La recherche de l’aïkidoka est celle de l’équilibre optimum de l’individu par rapport à lui-même et par rapport à son environnement. Chacun peut se conformer à ses possibilités physiques, le but étant précisément de mieux les connaître.
Une telle pratique et donc accessible à tous, hommes ou femmes, adultes, enfants, seniors vétérans et seniors débutants.

Grandir avec l’aïkido

Pré-aïkido (3-5 ans) – Enfants (6-11 ans) – Pré-ados et ados

Les valeurs de l’aïkido participent à l’éducation de l’enfant. Elles passent notamment par le respect de règles et du lieu où l’on pratique.

Le jeune prend sa place dans le groupe en apprenant à se respecter lui-même, et à respecter les autres.
Progressivement, il prend conscience de ses capacités, de son potentiel créateur. Il travaille l’attitude posturale, le contrôle et la coordination des mouvements.
Cette voie lui enseigne la sincérité de l’action, le sens de l’effort. Elle ouvre à sa propre sensibilité et lui apprend à résoudre les conflits sans violence.

L’aïkido et les femmes

Il n’y a pas d’aïkido féminin, simplement l’aïkido.

L’aïkido est une discipline véhiculant des valeurs considérés comme féminines dans notre société : harmonie, non-agressivité, ouverture d’esprit, respect de la vie.
Les femmes peuvent progresser efficacement avec leur propre sensibilité au sein de cette discipline qui nécessite d’utiliser avant tout la souplesse, l’énergie, la capacité à évaluer rapidement des situations, plutôt que la simple force physique.

L’aïkido et le handicap

L’aïkido est accessible aux personnes en situation de handicap physique ou mental.

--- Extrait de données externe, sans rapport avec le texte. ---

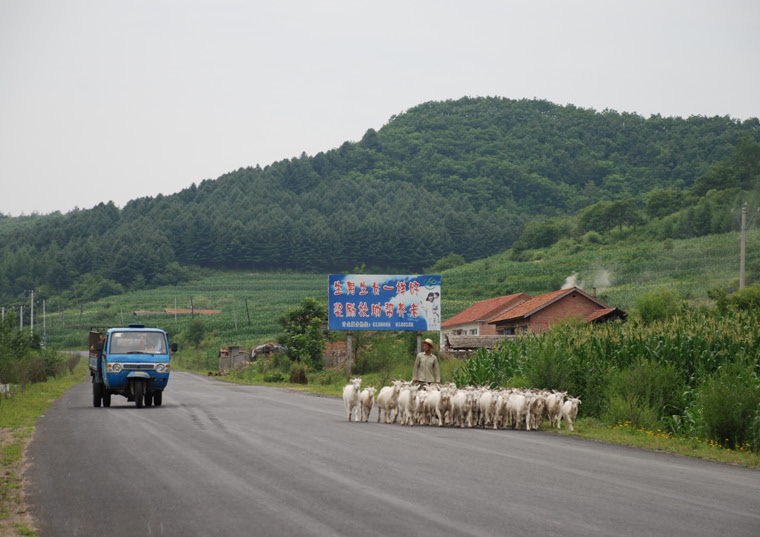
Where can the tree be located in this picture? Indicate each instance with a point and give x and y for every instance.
(662, 202)
(304, 336)
(623, 212)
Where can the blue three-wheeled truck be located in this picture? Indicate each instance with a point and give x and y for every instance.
(133, 362)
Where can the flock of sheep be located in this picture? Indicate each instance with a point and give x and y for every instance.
(468, 406)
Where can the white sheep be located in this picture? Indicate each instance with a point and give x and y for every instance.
(486, 407)
(461, 407)
(366, 400)
(406, 404)
(538, 410)
(554, 407)
(387, 401)
(570, 411)
(351, 398)
(436, 405)
(518, 407)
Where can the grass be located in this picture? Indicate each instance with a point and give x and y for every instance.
(330, 383)
(659, 440)
(18, 415)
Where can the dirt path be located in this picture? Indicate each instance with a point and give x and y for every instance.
(14, 515)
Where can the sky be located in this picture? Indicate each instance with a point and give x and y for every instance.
(111, 100)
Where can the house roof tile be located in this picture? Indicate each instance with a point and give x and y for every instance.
(536, 303)
(484, 310)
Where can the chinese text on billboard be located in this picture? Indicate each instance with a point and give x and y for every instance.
(378, 302)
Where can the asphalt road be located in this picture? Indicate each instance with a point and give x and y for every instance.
(221, 459)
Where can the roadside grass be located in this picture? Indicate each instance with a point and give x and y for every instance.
(664, 441)
(18, 415)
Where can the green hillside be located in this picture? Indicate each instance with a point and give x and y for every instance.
(472, 177)
(620, 272)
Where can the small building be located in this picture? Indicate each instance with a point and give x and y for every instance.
(539, 313)
(231, 357)
(473, 322)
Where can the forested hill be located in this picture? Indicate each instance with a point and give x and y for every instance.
(462, 177)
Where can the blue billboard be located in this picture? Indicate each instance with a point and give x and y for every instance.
(381, 302)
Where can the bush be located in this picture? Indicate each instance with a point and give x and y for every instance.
(380, 357)
(728, 403)
(642, 394)
(659, 305)
(549, 368)
(298, 374)
(275, 376)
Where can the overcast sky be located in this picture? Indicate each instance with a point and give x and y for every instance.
(114, 100)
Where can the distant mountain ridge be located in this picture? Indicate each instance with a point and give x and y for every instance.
(462, 176)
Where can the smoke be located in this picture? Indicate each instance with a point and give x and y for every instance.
(601, 280)
(570, 281)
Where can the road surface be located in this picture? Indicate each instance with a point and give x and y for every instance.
(223, 459)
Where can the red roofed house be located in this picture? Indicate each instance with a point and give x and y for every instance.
(474, 320)
(539, 313)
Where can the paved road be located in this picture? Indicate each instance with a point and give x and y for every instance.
(220, 459)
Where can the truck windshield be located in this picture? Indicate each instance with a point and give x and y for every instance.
(138, 343)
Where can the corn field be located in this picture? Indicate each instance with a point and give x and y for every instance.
(696, 374)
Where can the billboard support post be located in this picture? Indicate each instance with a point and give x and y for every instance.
(349, 352)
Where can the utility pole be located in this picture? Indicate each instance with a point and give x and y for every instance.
(743, 249)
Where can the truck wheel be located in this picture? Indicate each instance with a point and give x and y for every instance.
(139, 388)
(97, 393)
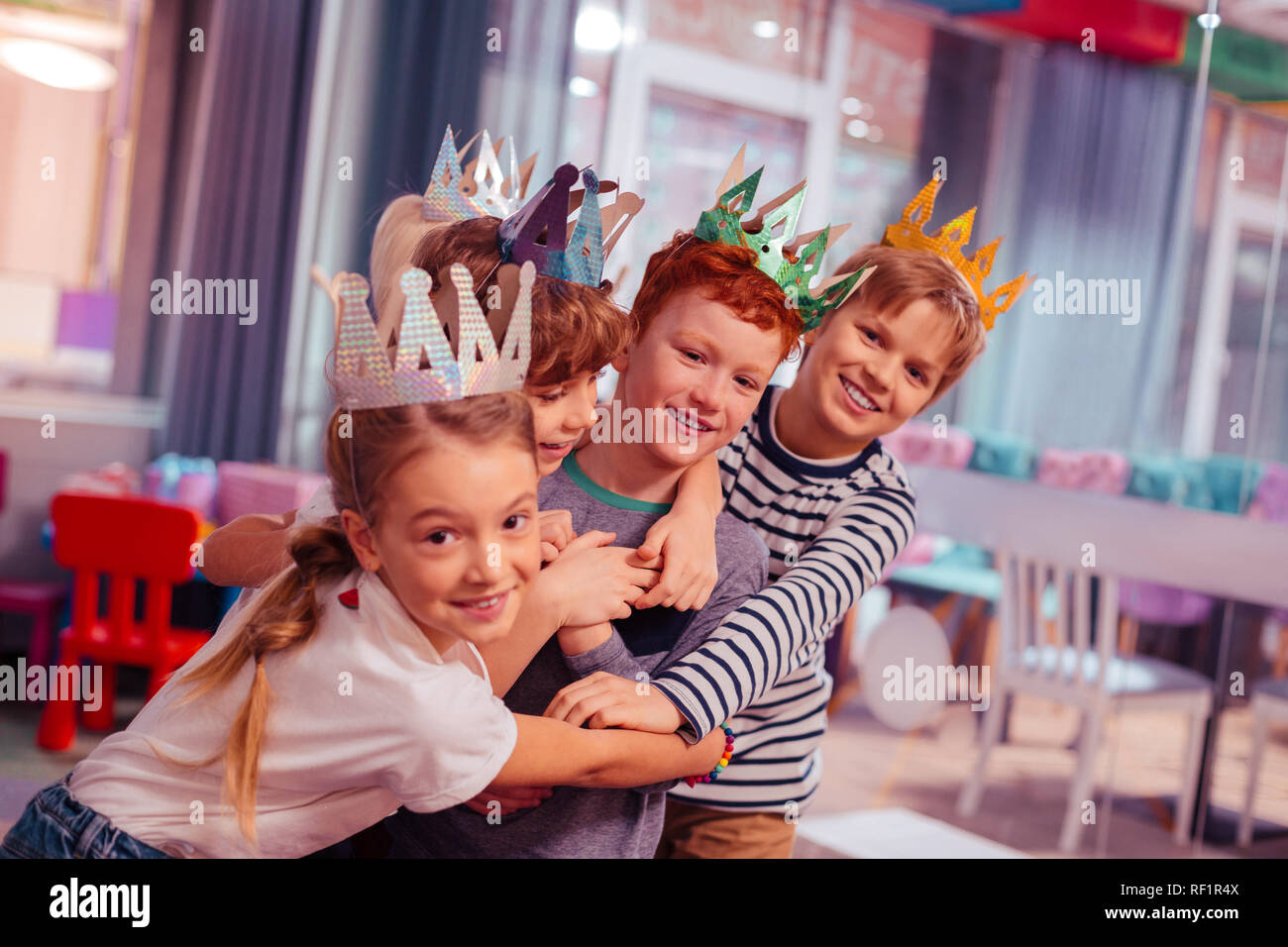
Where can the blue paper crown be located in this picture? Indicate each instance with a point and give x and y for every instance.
(540, 231)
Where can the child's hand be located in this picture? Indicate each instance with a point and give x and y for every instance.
(688, 548)
(511, 799)
(591, 581)
(555, 532)
(604, 699)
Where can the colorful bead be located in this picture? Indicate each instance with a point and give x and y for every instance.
(720, 766)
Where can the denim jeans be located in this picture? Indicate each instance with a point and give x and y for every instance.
(56, 826)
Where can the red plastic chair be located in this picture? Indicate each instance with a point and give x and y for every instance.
(128, 540)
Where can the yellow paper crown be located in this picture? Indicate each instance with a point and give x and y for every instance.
(948, 241)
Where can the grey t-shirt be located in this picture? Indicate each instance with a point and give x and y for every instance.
(592, 822)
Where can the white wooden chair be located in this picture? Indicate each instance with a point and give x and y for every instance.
(1061, 665)
(1269, 702)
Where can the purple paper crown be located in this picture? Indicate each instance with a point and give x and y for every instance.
(541, 232)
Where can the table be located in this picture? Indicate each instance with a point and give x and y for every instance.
(1219, 554)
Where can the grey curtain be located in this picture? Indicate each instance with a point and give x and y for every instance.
(1087, 189)
(430, 56)
(232, 197)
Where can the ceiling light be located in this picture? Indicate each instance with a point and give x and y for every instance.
(56, 64)
(597, 30)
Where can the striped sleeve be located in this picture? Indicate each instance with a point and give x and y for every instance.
(778, 630)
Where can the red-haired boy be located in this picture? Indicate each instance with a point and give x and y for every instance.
(809, 474)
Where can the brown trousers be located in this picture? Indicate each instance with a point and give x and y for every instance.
(692, 831)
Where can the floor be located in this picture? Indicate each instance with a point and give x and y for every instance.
(871, 767)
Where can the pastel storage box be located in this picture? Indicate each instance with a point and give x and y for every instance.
(262, 488)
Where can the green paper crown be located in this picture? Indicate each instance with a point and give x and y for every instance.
(789, 261)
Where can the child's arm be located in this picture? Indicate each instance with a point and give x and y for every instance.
(249, 551)
(552, 753)
(616, 685)
(589, 582)
(768, 637)
(686, 540)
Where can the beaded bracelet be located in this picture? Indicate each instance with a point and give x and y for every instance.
(724, 761)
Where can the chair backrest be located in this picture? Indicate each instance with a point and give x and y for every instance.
(129, 540)
(1033, 594)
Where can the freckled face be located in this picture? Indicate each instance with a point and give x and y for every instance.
(704, 367)
(561, 415)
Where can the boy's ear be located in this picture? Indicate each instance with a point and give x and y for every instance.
(361, 540)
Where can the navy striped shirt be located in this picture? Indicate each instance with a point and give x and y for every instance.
(831, 530)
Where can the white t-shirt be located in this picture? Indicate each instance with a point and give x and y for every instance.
(364, 716)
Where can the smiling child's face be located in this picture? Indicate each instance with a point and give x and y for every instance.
(868, 372)
(561, 415)
(458, 538)
(703, 365)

Elles peuvent bénéficier de cours existants, spécifiques ou ouverts à tous dans nos clubs.
La philosophie de l’aïkido favorise l’acceptation de pratiquer avec des personnes éventuellement très différentes et l’objectif visé « d’ouverture à la santé physique et mentale » est très positif.

L’aïkido et les séniors débutants

L’aïkido, art martial sans compétition, s’inscrit, pour les senior débutants, dans une dynamique d’amélioration, de progrès et de mieux-vivre tels que :

  • Retrouver de l’énergie vitale,
  • S’équilibrer physiquement et mentalement,
  • Oser agir et se confronter aux difficultés et agressions quotidiennes,
  • Retrouver une forme d‘harmonie avec les autres et leur environnement.

L’aïkido et l’aïkitaïso

L’aïkitaïso est une gymnastique issue de la préparation physique en début de cours d’aïkido

L’aïkitaïso est ouvert à un très large public : pratiquants d’aïkido et non pratiquants, femmes, hommes, enfants, séniors, publics déficients ou en difficultés.
C’est une pratique de santé apportant de nombreux bénéfices :

  • Amélioration de la condition physique,
  • Travail respiratoire,
  • Pratique énergétique,
  • Bien-être.

L’aïkido – Les origines

Un art martial créé à la fin des années 1940

Le fondateur de l’aïkido, Morihei UESHIBA (1883-1969) fut inspiré par les meilleurs maîtres d’arts martiaux japonais. L’arrière-plan philosophique ou religieux joua un rôle très important dans l’élaboration de cet art.

Il réussit à ouvrir sa pratique à des notions plus modernes telles que la recherche de la paix, de la fraternité et de l’harmonie. Il développa à partir de 1948 l’enseignement d’une nouvelle discipline qui commença dès 1950 à rayonner dans le monde entier et notamment en France.

Le fondateur de l’aïkido,
Morihei UESHIBA
(1883-1969)

2e aikido Doshu,
Kisshomaru UESHIBA
(1921-1999)

Aïkido Doshu actuel,
Moriteru UESHIBA
(né le 2 avril 1952)

Moriteru UESHIBA, Aïkido Doshu actuel, perpétue la transmission de la voie de l’aïkido. Il coordonne l’aïkido mondial et enseigne quotidiennement au sein de l’AIKIKAI FOUNDATION de Tokyo.